Why isn't $1 + x + x^2 \dots = \frac{1}{1-x}$?

Question

In example 8.1 of "Combinatorics and Discrete Mathematics", we consider the generating function: $$ F(x) = \sum_{n=0}^\infty x^n.$$ We find that $$(1 + x + x^2 + \dots) - x(1 + x + x^2 + \dots) = 1,$$ which implies that $$(1-x)F(x) = 1.$$ Finally getting $$F(x) = \frac{1}{1-x}.$$ Now, the series only converges when $x < 1$. But in the rewriting steps that we just used, we didn't actually use any calculus, or any other techniques which make this restriction clear. So I would think that $F(x) = \frac{1}{1-x}$ as long as you don't divide by zero.

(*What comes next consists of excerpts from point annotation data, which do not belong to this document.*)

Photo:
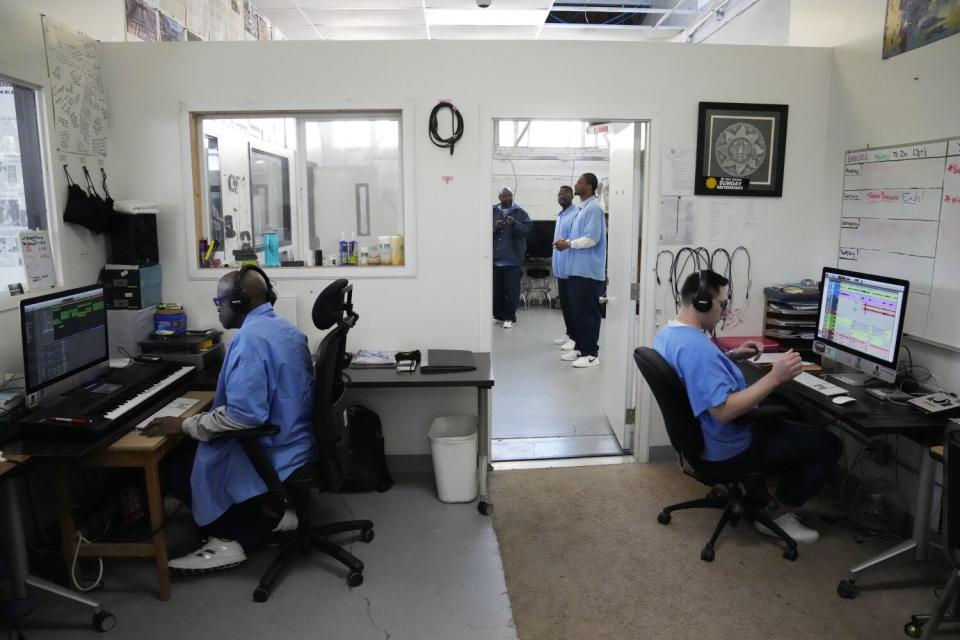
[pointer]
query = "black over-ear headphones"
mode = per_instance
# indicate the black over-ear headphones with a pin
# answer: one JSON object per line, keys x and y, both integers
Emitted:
{"x": 703, "y": 299}
{"x": 240, "y": 299}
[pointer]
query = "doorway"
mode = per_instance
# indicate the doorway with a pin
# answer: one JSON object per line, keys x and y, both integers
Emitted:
{"x": 544, "y": 408}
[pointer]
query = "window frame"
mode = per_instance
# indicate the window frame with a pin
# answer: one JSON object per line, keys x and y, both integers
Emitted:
{"x": 191, "y": 119}
{"x": 39, "y": 83}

But this is obviously not the case, since the sum clearly diverges. What am I misunderstanding here?

Answer 1

But in the rewriting steps that we just used, we didn't actually use any calculus

On the contrary, you did use calculus, you just hid it in the symbol "$\dots$". What does that symbol really mean? Well, in general, when we write

$$a_1 + a_2 + a_3 + \cdots$$ what we really mean is $$\lim_{N\to\infty}(a_1 + a_2 + \cdots + a_N)$$

and there is your calculus! Limits!

When operating with limits, you need to be very careful. In particular, the equation $$(1 + x + x^2 + \dots) - x(1 + x + x^2 + \dots) = 1$$ is a statement about limits, and is only valid if $|x|<1$.

Answer 2

On the one hand, when $x$ is a real number, $1 + x + x^2 + \cdots$ only makes sense when $|x|<1$.

On the other hand, in a ring of formal power series $R[[x]]$, the polynomial $1-x$ has an inverse and it's $1 + x + x^2 + \cdots$. No convergence enters here.